Digitonin titration of LmFPPS. Activities of pyruvate kinase (open triangles), hexokinase (open squares), citrate synthase (open circles), and farnesyl diphosphate synthase (closed triangles) were assayed in supernatants of whole L. major suspensions in solutions with increasing digitonin concentrations. Total enzyme activity is expressed as a percentage, taking as 100% the total activity obtained in supernatants after permeabilization with 1 mg/ml of digitonin. (Left) Activities recovered from L. major wild-type supernatants; (right) activities recovered from supernatants of L. major parasites transfected with pX63NEO-LmFPPS and overexpressing FPPS.

FIG. 5.

Indirect immunofluorescence microscopy. (A, B, C, D, I, J, K, and L) Wild-type cells; (E, F, G, and H) FPPS-overexpressing cells. (A, E, and I) Phase-contrast images; (B and F) DAPI and Mitotracker staining, indicating the localization of DNA in the nucleus and kinetoplast in blue and the mitochondrion in red, respectively; (C and G) FITC staining (green) using the LmFPPS antibody diluted 1:1,200 for wild-type cells and 1:20,000 for transfected cells; (D and H) overlays of FITC, MitoTracker, and DAPI staining; (J) FITC staining (green) using the anti-ALD antibody diluted 1:1,200 and DAPI; (K) staining with the LmFPPS antibody labeled directly with Alexa Fluor 594 (red); (L) overlay of FITC (anti-ALD), Alexa Fluor 594 (anti-LmFPPS), and DAPI staining.

FIG. 6.

Immunoelectron microscopy localization of FPPS in control cells and transfectant cells overexpressing the enzyme. Leishmania major promastigotes were fixed in 4% paraformaldehyde and 0.4% glutaraldehyde and embedded in LRWhite resin.

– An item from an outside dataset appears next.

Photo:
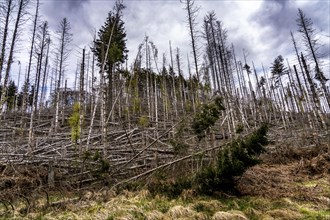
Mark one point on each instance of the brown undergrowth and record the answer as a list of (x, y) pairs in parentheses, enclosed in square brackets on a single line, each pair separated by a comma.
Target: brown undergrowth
[(293, 182)]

Thin sections were immunolabeled with purified anti-LmFPPS (diluted 1:3,000 for transfectant cells and 1:1,000 for wild-type control cells) polyclonal antibody followed by goat anti-rabbit immunoglobulin conjugated to gold (10 nm). Most of the gold-labeled particles were localized in the cytosol in wild-type cells (A) as well as in overexpressing FPPS transfectant cells (B and C). Magnification: ×16,000 for panel A, ×25,000 for panel B, and ×40,000 for panel C. N, nucleus; M, mitochondrion; G, glycosome; K, kinetoplast; AC, acidocalcisome.